MARI - Quando ele era criança ele não contava com a loteria não, dizia que ia ficar rico de trabalhar, que ia
ser cozinheiro e depois do dono de restaurante e do barracão da Unidos da Pereira.

Mari compartilha a foto de carnaval. É como se a foto se misturasse ao sonho da Andréa.

MARI - E ainda prometeu que quando fosse rico ia bancar fantasia de carnaval pra todo mundo.

FRANCO - Ele falava isso pra ninguém ter coragem de zoar a fantasia dele. Olha ali, coitado.
Todos descrevem a foto, falando dos acontecimentos de um dia específico de carnaval.
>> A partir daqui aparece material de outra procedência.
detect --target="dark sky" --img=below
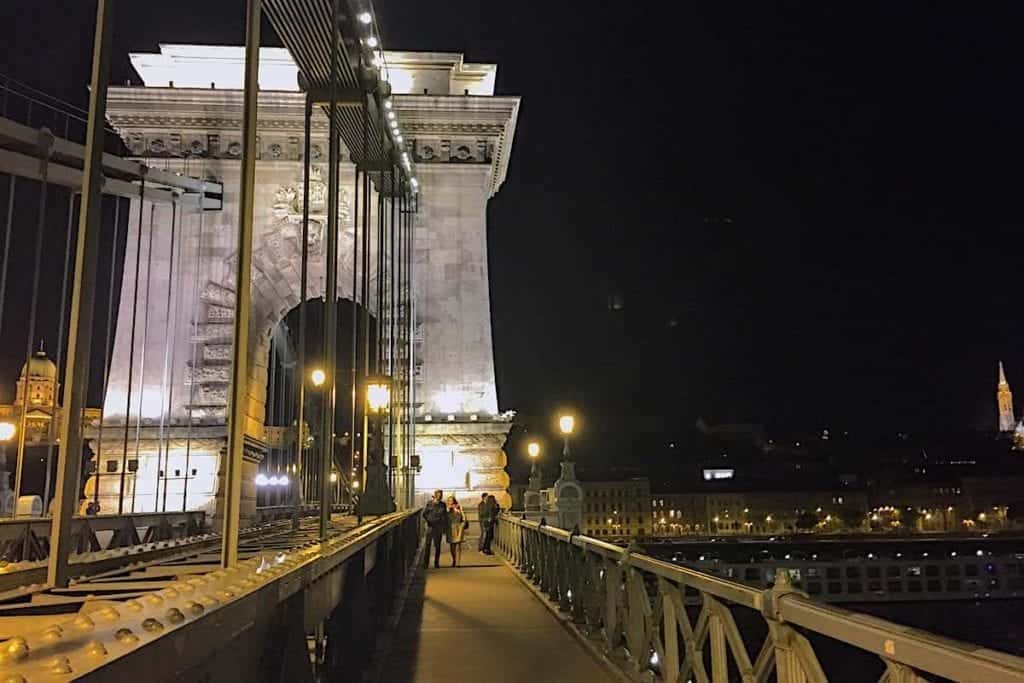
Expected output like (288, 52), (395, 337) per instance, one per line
(0, 0), (1024, 479)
Foco descritivo sobre
os participantes da foto, depois falam do carnaval na Pereira, a criançada pela rua. Andréa intercala a
descrição da foto com elementos do seu sonho, como se desse continuidade ao seu sonho, mas sem
identificar o que faz parte do sonho e o que realmente aconteceu. (Vamos tentar isso como exercício hoje).

Em algum momento alguém puxa uma música de bate-bola.
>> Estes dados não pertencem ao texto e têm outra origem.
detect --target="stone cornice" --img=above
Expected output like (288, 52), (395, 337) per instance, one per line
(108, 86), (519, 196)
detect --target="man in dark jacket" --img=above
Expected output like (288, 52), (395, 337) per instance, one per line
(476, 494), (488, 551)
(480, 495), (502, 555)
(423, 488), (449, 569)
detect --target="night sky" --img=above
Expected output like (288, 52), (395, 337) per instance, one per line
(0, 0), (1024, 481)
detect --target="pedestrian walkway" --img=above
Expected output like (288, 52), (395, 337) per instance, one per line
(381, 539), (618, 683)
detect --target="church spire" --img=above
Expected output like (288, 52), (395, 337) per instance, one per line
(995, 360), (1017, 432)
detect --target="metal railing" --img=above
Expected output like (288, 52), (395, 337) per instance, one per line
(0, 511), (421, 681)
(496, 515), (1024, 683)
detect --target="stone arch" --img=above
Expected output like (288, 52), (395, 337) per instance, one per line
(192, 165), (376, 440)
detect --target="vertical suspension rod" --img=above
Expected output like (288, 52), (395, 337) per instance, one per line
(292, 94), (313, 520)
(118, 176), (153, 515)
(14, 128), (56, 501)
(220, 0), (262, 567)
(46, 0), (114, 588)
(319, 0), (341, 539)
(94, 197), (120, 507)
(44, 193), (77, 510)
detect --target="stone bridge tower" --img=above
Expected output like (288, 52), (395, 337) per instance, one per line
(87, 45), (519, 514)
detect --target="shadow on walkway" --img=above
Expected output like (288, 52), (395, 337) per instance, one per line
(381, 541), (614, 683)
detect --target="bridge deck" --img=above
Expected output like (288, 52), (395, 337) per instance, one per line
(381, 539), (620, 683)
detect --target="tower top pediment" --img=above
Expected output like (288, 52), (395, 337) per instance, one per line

5 – Revivendo o carnaval da rua

FRANCO – Meu sonho sempre foi ter uma fantasia de bate-bola.

Descreve a saída dos bate-bolas na Pereira, os fogos, o portão se abrindo e os bate-bolas correndo. A
criançada encantada.
Imagens e sons que remetem às lembranças de bate-bola. Pesquisar e organizar as imagens dos ensaios
anteriores (bate-bola na TV, Mari vestindo a roupa, máscara de bate-bola) e as trazidas pela Mari no último
ensaio.

MARI - Franco, olha que curioso, eu já me vesti de bate-bola. Você lembra?” (mostra foto real da fantasia).

FRANCO (rindo) - Pô, sua fantasia é feia pra caralho. (Volta a balançar sua bandeira mais empolgado).

RODRIGO (interrompendo) - Vocês sabem que ônibus eu pego pro centro?